Apple Streusel Muffins

About

Brenda Gantt

I am a self-taught cook. I started cooking around 18 years old. I stood in the kitchen and watched my mother, who was my biggest inspiration at the time, cook.

These muffins, packed with apple chunks and finished with a crunchy cinnamon streusel topping, are the perfect way to start a crisp fall day. Use your favourite apple for these—any variety will
work.

Makes 12 muffins

Prep time: 15 minutes
Cooking time: about 20 minutes

 

INGREDIENTS

MUFFINS

  • 2 cups all-purpose flour
  • 2 tsp pumpkin pie spice
  • 1 tsp baking powder
  • ½ tsp baking soda
  • ½ tsp fine sea salt
  • ½ cup unsalted butter, softened
  • 1 cup granulated sugar
  • 2 large eggs
  • 1 tsp vanilla extract
  • 2 large apples, peeled, cored and chopped

 

STREUSEL TOPPING

  • ⅓ cup firmly packed dark brown sugar
  • 1 Tbsp all-purpose flour
  • ¼ tsp ground cinnamon
  • 1 Tbsp unsalted butter, cut into small pieces

 

INSTRUCTIONS

  1. Preheat the oven to 375ºF. Line a muffin pan with 12 large paper liners, then set aside.
  2. In a medium bowl, whisk together the flour, pumpkin pie spice, baking powder, baking soda and salt. Set aside.
  3. In a large bowl and using an electric mixer, beat the butter with the sugar, eggs and vanilla extract until smooth. Stir in the apples until well combined.
  4. Add the flour mixture to the sugar mixture, stirring just until combined and the dry ingredients are moistened. Do not overmix.
  5. Fill the paper liners about three-quarters full with batter.
  6. For the streusel topping, stir together the dark brown sugar, flour and cinnamon in a small bowl.
  7. Add the butter and, using your fingers, rub it into the sugar mixture until the mixture resembles coarse crumbs.
  8. Sprinkle the streusel topping evenly over the muffins.
  9. Bake until a wooden skewer inserted in the centre of a muffin comes out clean, about 20 minutes.
  10. Let the muffins cool in the pan for 5 minutes, then remove to a wire rack and let cool to room temperature.
  11. (The muffins are best served the day they’re baked, but can be stored in an airtight container at room temperature for up to 4 days, or frozen for up to 2 months.
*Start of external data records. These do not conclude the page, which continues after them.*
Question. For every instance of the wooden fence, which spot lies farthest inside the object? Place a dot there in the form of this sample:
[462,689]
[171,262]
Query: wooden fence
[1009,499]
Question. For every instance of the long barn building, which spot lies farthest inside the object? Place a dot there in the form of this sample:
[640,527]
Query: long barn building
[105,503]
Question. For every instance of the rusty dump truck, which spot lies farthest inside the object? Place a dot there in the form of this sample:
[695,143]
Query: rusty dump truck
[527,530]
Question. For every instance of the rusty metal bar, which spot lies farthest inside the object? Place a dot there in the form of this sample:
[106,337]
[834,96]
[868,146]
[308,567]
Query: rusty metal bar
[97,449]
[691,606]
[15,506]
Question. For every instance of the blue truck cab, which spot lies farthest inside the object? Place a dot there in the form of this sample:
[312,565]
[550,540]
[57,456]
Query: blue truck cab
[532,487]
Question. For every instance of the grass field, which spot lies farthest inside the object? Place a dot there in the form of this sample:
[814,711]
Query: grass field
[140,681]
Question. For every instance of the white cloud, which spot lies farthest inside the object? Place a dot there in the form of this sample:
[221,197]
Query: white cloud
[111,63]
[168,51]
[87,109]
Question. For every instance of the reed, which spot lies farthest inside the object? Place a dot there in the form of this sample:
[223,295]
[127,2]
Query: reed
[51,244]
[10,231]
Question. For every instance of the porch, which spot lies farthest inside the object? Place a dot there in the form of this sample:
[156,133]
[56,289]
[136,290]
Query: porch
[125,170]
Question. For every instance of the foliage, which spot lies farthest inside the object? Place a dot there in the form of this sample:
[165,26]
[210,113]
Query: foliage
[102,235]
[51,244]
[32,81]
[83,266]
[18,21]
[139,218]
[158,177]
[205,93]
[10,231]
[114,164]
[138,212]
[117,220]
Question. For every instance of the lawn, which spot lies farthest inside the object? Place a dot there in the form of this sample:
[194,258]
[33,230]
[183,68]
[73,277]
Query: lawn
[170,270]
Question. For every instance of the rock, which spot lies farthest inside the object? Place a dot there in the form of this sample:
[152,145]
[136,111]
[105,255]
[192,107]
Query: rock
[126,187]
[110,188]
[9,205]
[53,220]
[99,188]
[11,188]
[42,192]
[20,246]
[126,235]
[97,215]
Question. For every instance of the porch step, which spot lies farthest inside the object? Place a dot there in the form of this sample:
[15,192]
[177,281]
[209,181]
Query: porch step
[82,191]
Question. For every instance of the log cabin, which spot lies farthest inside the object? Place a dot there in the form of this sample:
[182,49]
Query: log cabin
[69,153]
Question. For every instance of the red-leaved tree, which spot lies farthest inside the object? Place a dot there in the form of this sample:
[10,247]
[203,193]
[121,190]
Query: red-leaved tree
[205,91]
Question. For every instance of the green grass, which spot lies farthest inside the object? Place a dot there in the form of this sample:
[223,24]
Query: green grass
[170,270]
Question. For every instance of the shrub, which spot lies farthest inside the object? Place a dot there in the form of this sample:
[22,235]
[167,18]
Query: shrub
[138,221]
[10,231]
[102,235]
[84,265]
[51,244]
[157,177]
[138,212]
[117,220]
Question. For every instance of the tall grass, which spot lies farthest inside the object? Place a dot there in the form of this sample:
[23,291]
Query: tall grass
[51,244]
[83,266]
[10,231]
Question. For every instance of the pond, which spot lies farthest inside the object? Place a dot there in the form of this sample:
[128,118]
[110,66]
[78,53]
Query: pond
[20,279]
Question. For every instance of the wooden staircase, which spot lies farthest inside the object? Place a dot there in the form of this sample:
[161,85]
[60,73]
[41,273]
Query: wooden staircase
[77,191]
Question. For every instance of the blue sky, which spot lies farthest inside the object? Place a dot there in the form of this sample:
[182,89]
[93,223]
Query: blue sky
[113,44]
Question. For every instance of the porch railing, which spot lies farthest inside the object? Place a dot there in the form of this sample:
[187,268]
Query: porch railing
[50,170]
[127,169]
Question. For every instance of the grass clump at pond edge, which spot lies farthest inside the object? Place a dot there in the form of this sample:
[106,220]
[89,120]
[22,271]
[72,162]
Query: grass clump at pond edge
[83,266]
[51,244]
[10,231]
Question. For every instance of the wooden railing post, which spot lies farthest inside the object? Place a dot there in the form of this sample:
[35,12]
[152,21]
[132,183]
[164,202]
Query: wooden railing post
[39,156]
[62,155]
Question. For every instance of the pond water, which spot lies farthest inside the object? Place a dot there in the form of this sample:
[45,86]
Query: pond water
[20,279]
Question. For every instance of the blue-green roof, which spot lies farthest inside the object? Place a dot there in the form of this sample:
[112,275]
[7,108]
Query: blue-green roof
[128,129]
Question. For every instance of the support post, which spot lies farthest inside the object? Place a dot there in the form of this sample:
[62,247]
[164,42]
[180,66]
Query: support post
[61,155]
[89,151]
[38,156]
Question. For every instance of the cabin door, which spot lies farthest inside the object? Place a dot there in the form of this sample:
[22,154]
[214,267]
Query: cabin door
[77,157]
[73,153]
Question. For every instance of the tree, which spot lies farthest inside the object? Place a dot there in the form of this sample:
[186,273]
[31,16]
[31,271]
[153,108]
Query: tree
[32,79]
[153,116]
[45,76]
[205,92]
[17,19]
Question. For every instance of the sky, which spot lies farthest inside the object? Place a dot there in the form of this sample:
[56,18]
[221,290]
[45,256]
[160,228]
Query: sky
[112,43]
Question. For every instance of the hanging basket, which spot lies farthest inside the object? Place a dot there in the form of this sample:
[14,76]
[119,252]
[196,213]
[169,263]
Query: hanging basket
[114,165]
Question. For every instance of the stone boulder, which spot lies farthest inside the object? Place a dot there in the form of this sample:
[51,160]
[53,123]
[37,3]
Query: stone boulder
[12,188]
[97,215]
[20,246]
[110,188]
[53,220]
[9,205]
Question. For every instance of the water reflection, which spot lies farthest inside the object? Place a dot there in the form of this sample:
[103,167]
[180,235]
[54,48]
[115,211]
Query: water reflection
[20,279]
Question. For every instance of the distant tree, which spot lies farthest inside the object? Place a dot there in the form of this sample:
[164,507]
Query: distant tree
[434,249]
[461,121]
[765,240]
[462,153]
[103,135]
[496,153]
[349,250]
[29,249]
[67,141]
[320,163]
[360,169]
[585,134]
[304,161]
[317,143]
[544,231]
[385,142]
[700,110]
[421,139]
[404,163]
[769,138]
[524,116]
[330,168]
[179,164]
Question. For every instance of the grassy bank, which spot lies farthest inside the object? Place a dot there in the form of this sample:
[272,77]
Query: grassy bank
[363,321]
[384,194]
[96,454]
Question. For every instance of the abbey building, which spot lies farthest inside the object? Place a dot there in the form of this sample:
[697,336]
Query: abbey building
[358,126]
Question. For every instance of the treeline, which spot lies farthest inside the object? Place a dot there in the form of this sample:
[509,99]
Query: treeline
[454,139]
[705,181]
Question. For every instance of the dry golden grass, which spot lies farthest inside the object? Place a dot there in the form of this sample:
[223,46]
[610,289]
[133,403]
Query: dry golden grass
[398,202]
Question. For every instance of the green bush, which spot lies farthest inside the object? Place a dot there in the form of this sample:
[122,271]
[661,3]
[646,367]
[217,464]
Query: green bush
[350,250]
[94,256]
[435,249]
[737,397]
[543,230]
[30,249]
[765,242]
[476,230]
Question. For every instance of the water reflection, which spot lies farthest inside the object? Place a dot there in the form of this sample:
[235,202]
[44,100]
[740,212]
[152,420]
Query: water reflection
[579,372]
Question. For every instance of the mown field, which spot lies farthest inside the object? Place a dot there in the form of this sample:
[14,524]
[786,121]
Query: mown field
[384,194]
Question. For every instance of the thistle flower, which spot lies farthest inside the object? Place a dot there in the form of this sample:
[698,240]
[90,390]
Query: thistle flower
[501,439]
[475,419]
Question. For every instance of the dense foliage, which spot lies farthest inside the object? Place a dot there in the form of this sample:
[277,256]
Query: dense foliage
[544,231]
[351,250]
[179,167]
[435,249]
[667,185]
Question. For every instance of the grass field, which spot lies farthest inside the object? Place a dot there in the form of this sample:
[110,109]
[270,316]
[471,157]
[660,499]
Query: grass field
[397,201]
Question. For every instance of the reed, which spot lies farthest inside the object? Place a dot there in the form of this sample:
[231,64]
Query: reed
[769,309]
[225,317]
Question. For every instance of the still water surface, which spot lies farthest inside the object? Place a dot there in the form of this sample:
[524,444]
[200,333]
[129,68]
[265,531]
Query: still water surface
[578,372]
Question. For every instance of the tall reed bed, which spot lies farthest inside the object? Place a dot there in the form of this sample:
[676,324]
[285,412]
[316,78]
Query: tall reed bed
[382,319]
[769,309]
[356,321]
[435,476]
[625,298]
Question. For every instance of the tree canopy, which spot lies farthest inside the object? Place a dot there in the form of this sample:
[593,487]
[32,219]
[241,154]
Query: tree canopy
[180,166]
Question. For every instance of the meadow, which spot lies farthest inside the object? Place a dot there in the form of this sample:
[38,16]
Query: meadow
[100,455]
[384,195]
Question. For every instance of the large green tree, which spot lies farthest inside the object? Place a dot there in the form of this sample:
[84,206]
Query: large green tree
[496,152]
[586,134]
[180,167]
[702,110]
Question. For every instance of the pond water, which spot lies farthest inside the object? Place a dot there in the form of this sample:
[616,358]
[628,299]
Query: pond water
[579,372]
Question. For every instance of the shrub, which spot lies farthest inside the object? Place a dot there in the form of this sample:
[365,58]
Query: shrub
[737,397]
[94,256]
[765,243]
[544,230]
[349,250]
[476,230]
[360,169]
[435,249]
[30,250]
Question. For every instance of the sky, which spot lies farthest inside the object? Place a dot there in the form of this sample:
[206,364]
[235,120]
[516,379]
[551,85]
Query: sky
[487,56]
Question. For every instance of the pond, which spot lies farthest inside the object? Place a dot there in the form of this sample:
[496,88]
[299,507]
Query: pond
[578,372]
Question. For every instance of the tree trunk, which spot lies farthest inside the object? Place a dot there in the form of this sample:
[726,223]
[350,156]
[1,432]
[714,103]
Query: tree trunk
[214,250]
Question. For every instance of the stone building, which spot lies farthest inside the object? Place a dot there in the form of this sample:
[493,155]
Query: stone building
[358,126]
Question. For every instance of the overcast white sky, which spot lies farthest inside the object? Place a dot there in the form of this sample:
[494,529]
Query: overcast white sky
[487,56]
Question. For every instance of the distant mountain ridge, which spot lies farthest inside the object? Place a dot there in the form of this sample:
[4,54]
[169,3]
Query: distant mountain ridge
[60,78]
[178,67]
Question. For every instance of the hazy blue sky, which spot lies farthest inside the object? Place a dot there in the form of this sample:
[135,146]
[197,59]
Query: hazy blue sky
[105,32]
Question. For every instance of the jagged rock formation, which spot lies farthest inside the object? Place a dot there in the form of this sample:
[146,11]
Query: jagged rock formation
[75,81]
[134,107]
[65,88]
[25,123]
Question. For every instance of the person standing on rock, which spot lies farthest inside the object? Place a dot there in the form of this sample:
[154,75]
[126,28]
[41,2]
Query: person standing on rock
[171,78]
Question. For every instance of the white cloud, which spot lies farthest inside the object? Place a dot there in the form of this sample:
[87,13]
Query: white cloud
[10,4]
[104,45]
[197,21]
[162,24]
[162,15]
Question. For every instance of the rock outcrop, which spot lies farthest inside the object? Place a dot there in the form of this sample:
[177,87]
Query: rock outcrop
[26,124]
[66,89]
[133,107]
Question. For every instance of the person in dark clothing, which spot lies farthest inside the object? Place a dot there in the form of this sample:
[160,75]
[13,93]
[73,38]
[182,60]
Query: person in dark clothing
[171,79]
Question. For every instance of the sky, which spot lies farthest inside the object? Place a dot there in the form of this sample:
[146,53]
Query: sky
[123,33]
Thaw and reheat frozen muffins before serving.)

 

BAKING DAY SECRETS

  • The streusel topping can be sprinkled on just about any muffin.
  • Spread the topping on a small baking sheet and bake in a 350ºF oven, stirring once or twice, until golden and fragrant, 10 to 15 minutes, then sprinkle it over ice cream or yogurt to add a touch of crunch.